Directed message passing neural networks enhanced graph convolutional learning for accurate polymer density prediction

Polymer density is a critical factor influencing material performance and industrial applications, and it can be tailored by modifying the chemical structure of repeating units. Traditional polymer density characterization methods rely heavily on domain expertise; however, the vast chemical space comprising over one million potential polymer structures makes conventional experimental screening inefficient and costly. In this study, we proposed a machine learning framework for polymer density prediction, rigorously evaluating four models: neural networks (NNs), random forest (RF), XGBoost, and graph convolutional neural networks (GCNNs). Using a curated dataset of 1432 homopolymers from the PoLyInfo database, our comparative analysis indicated that the GCNN model enhanced by a directed message passing neural network (D-MPNN) for feature extraction achieves superior predictive accuracy (mean absolute error, MAE = 0.0497 g/cm3; coefficient of determination, R2 = 0.8097) relative to the other models.

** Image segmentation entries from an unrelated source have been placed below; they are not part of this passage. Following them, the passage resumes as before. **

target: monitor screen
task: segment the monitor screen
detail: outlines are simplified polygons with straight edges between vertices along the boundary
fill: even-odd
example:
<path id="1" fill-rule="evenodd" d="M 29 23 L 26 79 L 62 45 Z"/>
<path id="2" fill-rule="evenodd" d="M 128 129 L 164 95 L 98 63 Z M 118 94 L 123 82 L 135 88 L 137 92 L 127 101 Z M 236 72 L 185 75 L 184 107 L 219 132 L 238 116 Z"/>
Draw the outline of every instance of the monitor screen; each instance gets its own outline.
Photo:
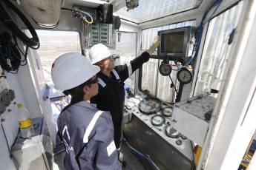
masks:
<path id="1" fill-rule="evenodd" d="M 184 31 L 163 34 L 161 36 L 162 52 L 183 53 Z"/>
<path id="2" fill-rule="evenodd" d="M 191 27 L 185 27 L 159 31 L 161 42 L 157 48 L 157 55 L 186 58 L 189 51 L 191 29 Z"/>

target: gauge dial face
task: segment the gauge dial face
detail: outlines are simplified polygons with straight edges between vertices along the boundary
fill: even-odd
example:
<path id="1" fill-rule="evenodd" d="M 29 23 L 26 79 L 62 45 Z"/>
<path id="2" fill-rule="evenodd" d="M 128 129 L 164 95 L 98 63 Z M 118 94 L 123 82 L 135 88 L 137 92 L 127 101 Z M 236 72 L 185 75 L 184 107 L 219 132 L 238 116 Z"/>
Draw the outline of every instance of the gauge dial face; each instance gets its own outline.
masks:
<path id="1" fill-rule="evenodd" d="M 161 115 L 156 115 L 151 118 L 151 123 L 156 126 L 162 126 L 165 121 L 165 117 Z"/>
<path id="2" fill-rule="evenodd" d="M 171 67 L 168 64 L 161 64 L 159 67 L 159 72 L 164 76 L 169 75 L 171 72 Z"/>
<path id="3" fill-rule="evenodd" d="M 178 138 L 181 135 L 179 132 L 175 132 L 173 134 L 170 134 L 170 125 L 166 125 L 165 129 L 166 135 L 171 138 Z"/>
<path id="4" fill-rule="evenodd" d="M 166 117 L 171 117 L 172 115 L 172 106 L 167 106 L 163 109 L 162 114 Z"/>
<path id="5" fill-rule="evenodd" d="M 180 69 L 177 74 L 179 81 L 183 84 L 188 84 L 192 80 L 192 74 L 186 69 Z"/>
<path id="6" fill-rule="evenodd" d="M 142 113 L 150 115 L 157 112 L 161 109 L 161 106 L 160 100 L 148 97 L 140 103 L 139 109 Z"/>

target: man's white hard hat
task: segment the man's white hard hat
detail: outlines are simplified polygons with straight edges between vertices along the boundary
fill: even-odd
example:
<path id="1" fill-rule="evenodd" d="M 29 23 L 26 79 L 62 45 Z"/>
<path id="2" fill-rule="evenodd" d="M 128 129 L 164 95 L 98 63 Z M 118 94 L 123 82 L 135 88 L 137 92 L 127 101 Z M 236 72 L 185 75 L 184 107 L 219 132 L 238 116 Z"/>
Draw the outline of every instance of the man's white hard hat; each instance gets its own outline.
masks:
<path id="1" fill-rule="evenodd" d="M 68 52 L 58 57 L 51 68 L 54 88 L 66 90 L 76 87 L 92 78 L 100 68 L 93 66 L 85 56 Z"/>
<path id="2" fill-rule="evenodd" d="M 89 50 L 89 57 L 93 64 L 111 55 L 109 49 L 102 44 L 93 45 Z"/>

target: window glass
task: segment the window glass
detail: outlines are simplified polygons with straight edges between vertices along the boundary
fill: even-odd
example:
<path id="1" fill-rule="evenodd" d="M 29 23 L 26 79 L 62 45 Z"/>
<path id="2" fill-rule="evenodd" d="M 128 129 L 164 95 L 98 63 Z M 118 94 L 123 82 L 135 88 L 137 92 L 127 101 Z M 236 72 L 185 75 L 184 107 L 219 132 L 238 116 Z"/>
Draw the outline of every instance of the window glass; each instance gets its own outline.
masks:
<path id="1" fill-rule="evenodd" d="M 36 30 L 40 47 L 37 50 L 46 83 L 50 86 L 49 98 L 62 96 L 62 92 L 53 88 L 50 76 L 51 66 L 59 55 L 67 52 L 81 53 L 78 32 Z"/>
<path id="2" fill-rule="evenodd" d="M 229 39 L 237 24 L 241 6 L 240 3 L 210 21 L 194 95 L 207 89 L 220 89 L 232 45 Z"/>
<path id="3" fill-rule="evenodd" d="M 113 54 L 119 56 L 116 59 L 115 65 L 130 64 L 130 61 L 136 58 L 137 33 L 128 32 L 116 32 L 116 49 Z M 134 94 L 135 73 L 133 73 L 125 81 L 125 89 L 130 88 Z M 125 95 L 127 95 L 125 90 Z M 127 98 L 125 98 L 127 99 Z"/>

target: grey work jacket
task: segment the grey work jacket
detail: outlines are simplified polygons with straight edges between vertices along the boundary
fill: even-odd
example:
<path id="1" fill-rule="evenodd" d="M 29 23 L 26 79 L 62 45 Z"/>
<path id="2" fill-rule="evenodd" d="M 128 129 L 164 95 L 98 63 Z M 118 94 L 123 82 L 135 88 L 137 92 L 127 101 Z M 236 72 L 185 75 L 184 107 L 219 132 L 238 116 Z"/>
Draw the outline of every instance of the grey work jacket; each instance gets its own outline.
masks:
<path id="1" fill-rule="evenodd" d="M 58 118 L 65 143 L 65 169 L 122 169 L 108 112 L 82 101 L 67 106 Z"/>

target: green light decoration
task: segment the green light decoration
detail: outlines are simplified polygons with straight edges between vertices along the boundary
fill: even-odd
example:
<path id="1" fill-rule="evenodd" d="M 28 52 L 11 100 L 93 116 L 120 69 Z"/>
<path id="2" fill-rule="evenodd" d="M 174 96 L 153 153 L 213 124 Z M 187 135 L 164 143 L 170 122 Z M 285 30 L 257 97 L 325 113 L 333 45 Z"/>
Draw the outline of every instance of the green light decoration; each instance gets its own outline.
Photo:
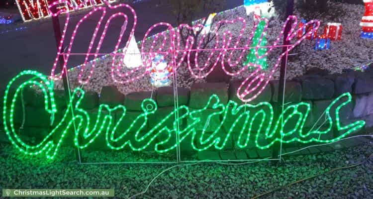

Experimental validation on six polymers demonstrated strong agreement between measured densities and GCNN predictions with relative errors not exceeding 4.8%. In-depth error analysis combined with SHapley additive exPlanations (SHAP) and subgroup evaluations reveals fundamental relationships between specific functional groups and polymer density, improving the model's interpretability. Furthermore, t-SNE visualization and kernel density estimation (KDE) analysis revealed that the D-MPNN framework effectively captures critical chemical space features governing density, explaining the GCNN's superior performance. This work establishes a reliable and scalable computational framework for high-throughput polymer screening, providing scientific insights into structure-property relationships while positioning density prediction as a prerequisite for incorporating density-dependent properties into polymer informatics and accelerating the discovery of novel polymer materials.